I just completed my freshmen year at Rensselaer Polytechnic Institute, working towards a dual B.S. in physics and mathematics. I'm a Long Island native, having graduated from Harborfields High School in Greenlawn, living at home for the summer while commuting everyday to work at the Laser Teaching Center. At RPI, I'm involved in the Society for Physics Students, Sigma Phi Epsilon fraternity, Airsoft club, and Ski club. In high school, I was heavily involved in the Science Research program for all four years, which is where I developed my passion for experimentalism. Also in my spare time I enjoy exercising, the outdoors, boating, and traveling. I've traveled to various places in Canada, England, Italy, Hong Kong, and China. Usually in the summertime I travel to China for one month to visit family and relatives. This year I was there for two weeks before starting here at the Laser Teaching Center in early June.

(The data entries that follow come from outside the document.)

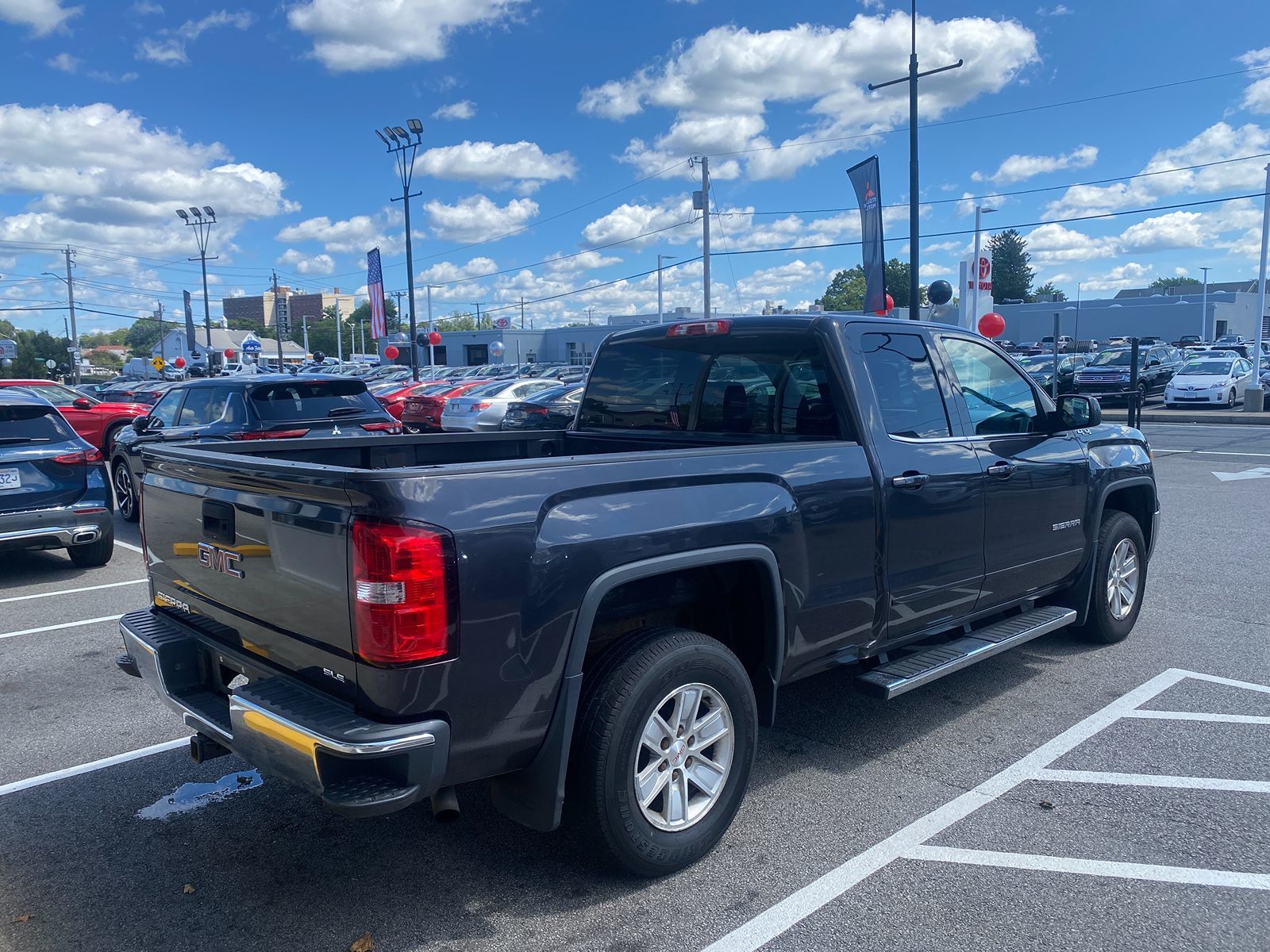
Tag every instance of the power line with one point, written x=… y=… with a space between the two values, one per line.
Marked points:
x=995 y=116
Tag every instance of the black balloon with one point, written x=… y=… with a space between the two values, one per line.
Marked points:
x=940 y=292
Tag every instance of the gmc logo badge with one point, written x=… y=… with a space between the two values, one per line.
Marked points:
x=220 y=560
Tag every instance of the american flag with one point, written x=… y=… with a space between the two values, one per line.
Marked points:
x=375 y=289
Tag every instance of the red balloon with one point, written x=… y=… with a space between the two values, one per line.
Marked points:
x=992 y=325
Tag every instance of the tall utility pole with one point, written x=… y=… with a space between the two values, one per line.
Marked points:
x=403 y=150
x=70 y=308
x=702 y=202
x=1203 y=314
x=202 y=228
x=914 y=225
x=276 y=329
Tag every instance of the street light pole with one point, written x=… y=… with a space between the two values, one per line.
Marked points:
x=400 y=145
x=660 y=311
x=202 y=228
x=1203 y=314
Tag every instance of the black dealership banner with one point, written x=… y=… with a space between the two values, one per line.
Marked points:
x=190 y=325
x=864 y=178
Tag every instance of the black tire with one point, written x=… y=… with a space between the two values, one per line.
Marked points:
x=1103 y=625
x=619 y=700
x=93 y=554
x=125 y=486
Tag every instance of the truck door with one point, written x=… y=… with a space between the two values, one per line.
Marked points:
x=1037 y=482
x=931 y=488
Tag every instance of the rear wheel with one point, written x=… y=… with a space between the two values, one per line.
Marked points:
x=94 y=554
x=125 y=490
x=664 y=744
x=1119 y=579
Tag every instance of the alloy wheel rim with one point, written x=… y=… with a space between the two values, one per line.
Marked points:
x=683 y=758
x=1123 y=579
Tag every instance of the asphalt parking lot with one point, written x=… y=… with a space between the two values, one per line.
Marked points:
x=1058 y=797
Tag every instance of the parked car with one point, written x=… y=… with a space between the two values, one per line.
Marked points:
x=248 y=408
x=98 y=422
x=741 y=503
x=1106 y=376
x=422 y=410
x=552 y=409
x=483 y=408
x=1041 y=367
x=54 y=492
x=1210 y=380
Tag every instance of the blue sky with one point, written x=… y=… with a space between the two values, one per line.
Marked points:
x=571 y=122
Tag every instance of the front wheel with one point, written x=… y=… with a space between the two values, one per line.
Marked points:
x=664 y=744
x=1119 y=579
x=125 y=490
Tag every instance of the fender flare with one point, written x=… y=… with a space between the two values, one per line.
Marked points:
x=533 y=797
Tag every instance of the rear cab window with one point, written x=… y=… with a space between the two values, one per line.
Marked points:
x=287 y=401
x=759 y=385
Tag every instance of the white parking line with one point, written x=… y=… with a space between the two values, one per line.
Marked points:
x=71 y=592
x=1092 y=867
x=59 y=628
x=910 y=842
x=92 y=766
x=1153 y=780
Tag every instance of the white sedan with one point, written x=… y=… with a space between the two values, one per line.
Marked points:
x=482 y=409
x=1210 y=380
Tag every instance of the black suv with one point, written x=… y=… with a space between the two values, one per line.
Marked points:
x=1106 y=376
x=260 y=406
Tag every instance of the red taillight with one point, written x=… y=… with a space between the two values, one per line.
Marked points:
x=698 y=328
x=80 y=457
x=268 y=435
x=404 y=606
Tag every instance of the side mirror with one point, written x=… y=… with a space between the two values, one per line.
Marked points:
x=1077 y=412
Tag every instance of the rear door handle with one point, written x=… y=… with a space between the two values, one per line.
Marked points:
x=910 y=480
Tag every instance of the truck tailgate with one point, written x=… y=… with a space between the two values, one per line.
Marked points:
x=264 y=556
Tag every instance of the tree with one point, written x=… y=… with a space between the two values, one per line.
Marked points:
x=1011 y=276
x=1165 y=283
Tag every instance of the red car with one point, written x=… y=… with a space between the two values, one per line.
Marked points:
x=422 y=409
x=94 y=420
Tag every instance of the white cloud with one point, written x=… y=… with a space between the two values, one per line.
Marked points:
x=1257 y=97
x=306 y=264
x=114 y=183
x=478 y=219
x=42 y=16
x=629 y=220
x=374 y=35
x=722 y=86
x=464 y=109
x=169 y=48
x=65 y=63
x=521 y=164
x=356 y=235
x=1018 y=168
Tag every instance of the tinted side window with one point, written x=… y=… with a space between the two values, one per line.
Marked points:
x=999 y=397
x=905 y=384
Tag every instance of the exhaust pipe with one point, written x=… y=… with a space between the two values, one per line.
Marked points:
x=444 y=805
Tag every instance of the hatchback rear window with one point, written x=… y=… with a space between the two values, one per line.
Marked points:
x=311 y=400
x=23 y=424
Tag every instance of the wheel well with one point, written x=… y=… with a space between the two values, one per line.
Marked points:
x=730 y=602
x=1137 y=501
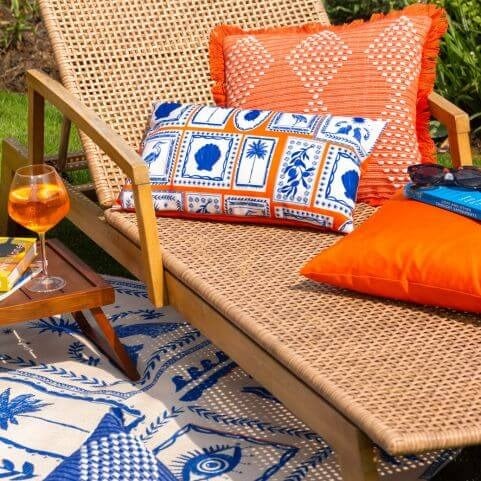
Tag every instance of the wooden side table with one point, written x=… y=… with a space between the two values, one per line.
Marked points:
x=85 y=290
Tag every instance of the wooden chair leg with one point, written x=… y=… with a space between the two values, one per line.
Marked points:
x=112 y=348
x=6 y=175
x=14 y=155
x=63 y=147
x=357 y=463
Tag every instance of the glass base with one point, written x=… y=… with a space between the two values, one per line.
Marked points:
x=45 y=284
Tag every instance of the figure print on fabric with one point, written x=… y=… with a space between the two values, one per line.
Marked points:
x=154 y=153
x=261 y=166
x=164 y=110
x=350 y=180
x=193 y=414
x=206 y=156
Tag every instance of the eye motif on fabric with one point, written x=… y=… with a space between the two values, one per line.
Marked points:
x=208 y=463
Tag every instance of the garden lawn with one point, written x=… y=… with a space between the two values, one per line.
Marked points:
x=13 y=123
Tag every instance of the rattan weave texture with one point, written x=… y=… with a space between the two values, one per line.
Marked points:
x=409 y=376
x=118 y=56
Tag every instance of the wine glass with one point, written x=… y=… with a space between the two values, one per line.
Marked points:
x=38 y=200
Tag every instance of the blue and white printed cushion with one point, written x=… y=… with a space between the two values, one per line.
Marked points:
x=255 y=165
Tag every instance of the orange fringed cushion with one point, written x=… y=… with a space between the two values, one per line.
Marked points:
x=382 y=69
x=410 y=251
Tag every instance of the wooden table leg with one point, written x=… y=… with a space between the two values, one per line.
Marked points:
x=357 y=462
x=115 y=350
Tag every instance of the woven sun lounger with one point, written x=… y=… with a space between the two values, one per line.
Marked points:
x=356 y=369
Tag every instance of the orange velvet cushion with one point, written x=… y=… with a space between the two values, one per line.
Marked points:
x=382 y=69
x=410 y=251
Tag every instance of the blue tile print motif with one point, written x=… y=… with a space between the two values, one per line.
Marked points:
x=247 y=206
x=359 y=132
x=318 y=220
x=204 y=203
x=224 y=453
x=193 y=415
x=13 y=408
x=250 y=119
x=254 y=163
x=207 y=159
x=159 y=153
x=294 y=123
x=339 y=180
x=299 y=164
x=211 y=117
x=170 y=114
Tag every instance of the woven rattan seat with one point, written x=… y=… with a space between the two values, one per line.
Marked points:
x=409 y=376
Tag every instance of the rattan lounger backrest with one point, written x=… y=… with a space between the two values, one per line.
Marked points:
x=118 y=56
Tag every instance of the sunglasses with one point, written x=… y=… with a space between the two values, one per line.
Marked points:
x=435 y=174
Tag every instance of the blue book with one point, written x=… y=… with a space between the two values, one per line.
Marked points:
x=456 y=199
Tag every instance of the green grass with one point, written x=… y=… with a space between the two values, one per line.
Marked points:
x=13 y=123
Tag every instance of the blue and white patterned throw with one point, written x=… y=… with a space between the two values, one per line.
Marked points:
x=66 y=413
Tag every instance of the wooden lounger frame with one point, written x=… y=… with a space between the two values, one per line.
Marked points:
x=353 y=447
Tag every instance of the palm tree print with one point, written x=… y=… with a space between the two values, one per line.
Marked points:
x=256 y=150
x=354 y=129
x=299 y=119
x=18 y=406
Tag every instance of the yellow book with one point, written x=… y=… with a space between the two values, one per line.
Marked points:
x=16 y=255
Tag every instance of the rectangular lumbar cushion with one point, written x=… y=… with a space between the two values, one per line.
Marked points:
x=259 y=166
x=382 y=69
x=409 y=251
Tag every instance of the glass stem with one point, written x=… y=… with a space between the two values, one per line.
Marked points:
x=43 y=253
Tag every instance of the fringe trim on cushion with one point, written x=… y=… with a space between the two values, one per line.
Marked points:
x=427 y=77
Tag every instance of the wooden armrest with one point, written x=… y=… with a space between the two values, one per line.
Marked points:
x=456 y=122
x=87 y=121
x=40 y=88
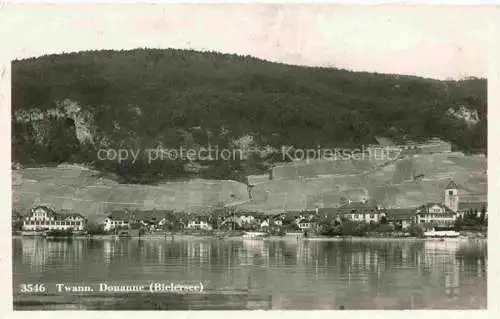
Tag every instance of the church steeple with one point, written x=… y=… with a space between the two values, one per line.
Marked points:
x=451 y=199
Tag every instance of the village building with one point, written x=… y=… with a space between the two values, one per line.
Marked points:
x=117 y=220
x=446 y=213
x=199 y=223
x=45 y=218
x=401 y=217
x=149 y=219
x=476 y=208
x=305 y=224
x=437 y=214
x=361 y=211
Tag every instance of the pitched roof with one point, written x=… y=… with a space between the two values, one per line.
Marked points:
x=400 y=213
x=452 y=185
x=357 y=205
x=429 y=205
x=472 y=205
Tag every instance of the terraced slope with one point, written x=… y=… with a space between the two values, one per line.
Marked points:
x=83 y=191
x=407 y=182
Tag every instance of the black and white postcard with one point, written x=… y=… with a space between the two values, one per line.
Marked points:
x=285 y=156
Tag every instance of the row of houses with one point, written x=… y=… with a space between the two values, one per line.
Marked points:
x=444 y=213
x=43 y=217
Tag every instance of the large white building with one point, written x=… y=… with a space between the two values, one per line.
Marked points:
x=441 y=214
x=44 y=218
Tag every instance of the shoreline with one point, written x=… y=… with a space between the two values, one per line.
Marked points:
x=171 y=237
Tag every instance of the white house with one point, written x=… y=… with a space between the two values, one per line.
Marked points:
x=199 y=223
x=264 y=224
x=434 y=213
x=304 y=224
x=44 y=218
x=442 y=214
x=117 y=219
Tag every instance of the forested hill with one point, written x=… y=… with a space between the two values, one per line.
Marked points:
x=67 y=106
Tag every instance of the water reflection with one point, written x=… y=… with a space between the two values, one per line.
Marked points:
x=303 y=275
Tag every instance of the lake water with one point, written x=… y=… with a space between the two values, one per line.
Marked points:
x=287 y=274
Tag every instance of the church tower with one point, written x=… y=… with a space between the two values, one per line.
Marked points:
x=451 y=196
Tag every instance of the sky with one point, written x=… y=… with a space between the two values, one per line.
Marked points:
x=430 y=41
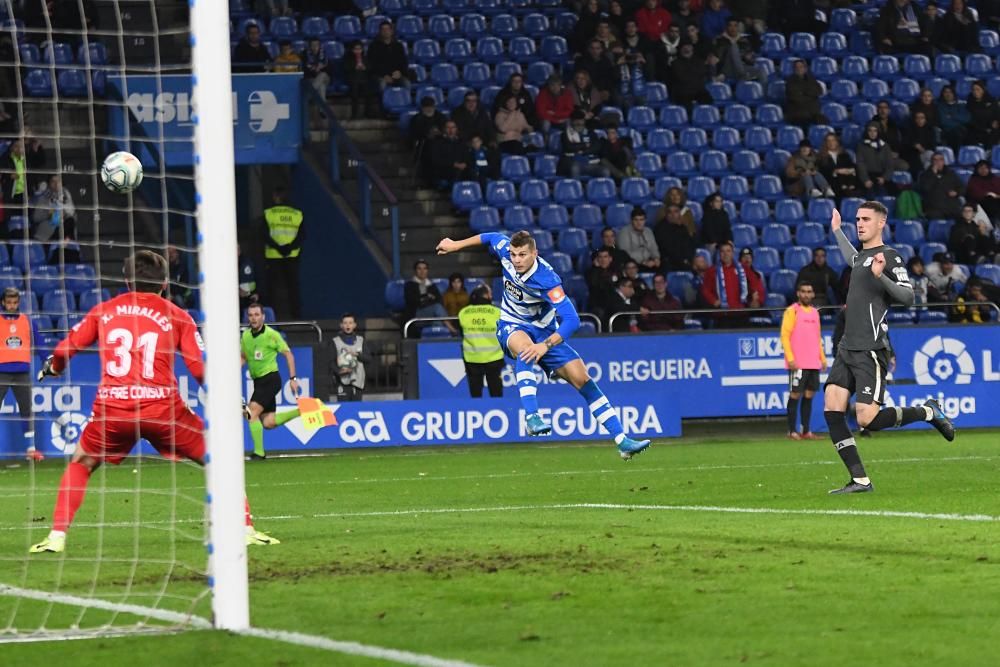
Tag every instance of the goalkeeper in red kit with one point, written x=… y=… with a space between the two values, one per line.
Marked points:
x=137 y=333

I became interested in physics in my junior year of high school, when I decided to take a less popular route by enrolling in Advanced Placement Physics. Most other students in my high school often elect to take Advanced Placement Biology or Chemistry in their junior year, while saving Advanced Placement Physics for their senior year. I can't imagine where I'd be if I hadn't decided to go the less popular route because I wouldn't have known that I enjoyed physics until after I had completed the course in my senior year. Physics was by far my favorite science course in high school. I had a great teacher, a Stony Brook alumnus, who made each and every day of class enjoyable. He often posed thought experiments to the class, which would leave me pondering for days until he presented demonstrations that would illustrate the underlying physical phenomena of the thought experiments. One of the first such thought experiments posed the question: If a bullet was fired from a gun held perfectly level with the ground and another bullet of equal mass was dropped from the same height as the gun at the same moment the gun was fired, which bullet would hit the ground first? It turns out that this was a trick question because both bullets would hit the ground at the same time since the only downward force acting on each bullet is gravity. Of course, the curvature of the Earth and air resistance can create a slight difference in the time it takes for each bullet to hit the ground, but if those factors are assumed to be negligible then both bullets would hit the ground at exactly the same time. As a demonstration, my teacher used a PVC pipe laying on a level table that was sealed on one end and connected it to a mini air compressor, which would be used as the propellant to fire a small rubber ball. The compressor switch was wired to a claw that held an identical rubber ball in midair at the same height as the PVC pipe. When the switch was released, all the air from the compressor would rapidly release, thereby forcing the rubber ball out of the PVC pipe at the same instant as the claw would release the other rubber ball from the same height. Using just the naked eye, both rubber balls appeared to hit the ground at the same time, just as predicted in theory. Moments like these were what inspired my interest in physics, the subject that can explain the most fundamental characteristics of nature.
I've only studied optics in that high school course as well as my Honors Physics II course at RPI, so I still have much to learn. Of all the topics in physics that I've studied, I've found optics to be the most interesting because it involves studying the many forms of light. This summer, I hope to work on a project in the area of holography in order to better understand an area of optics that I have yet to learn about in my studies.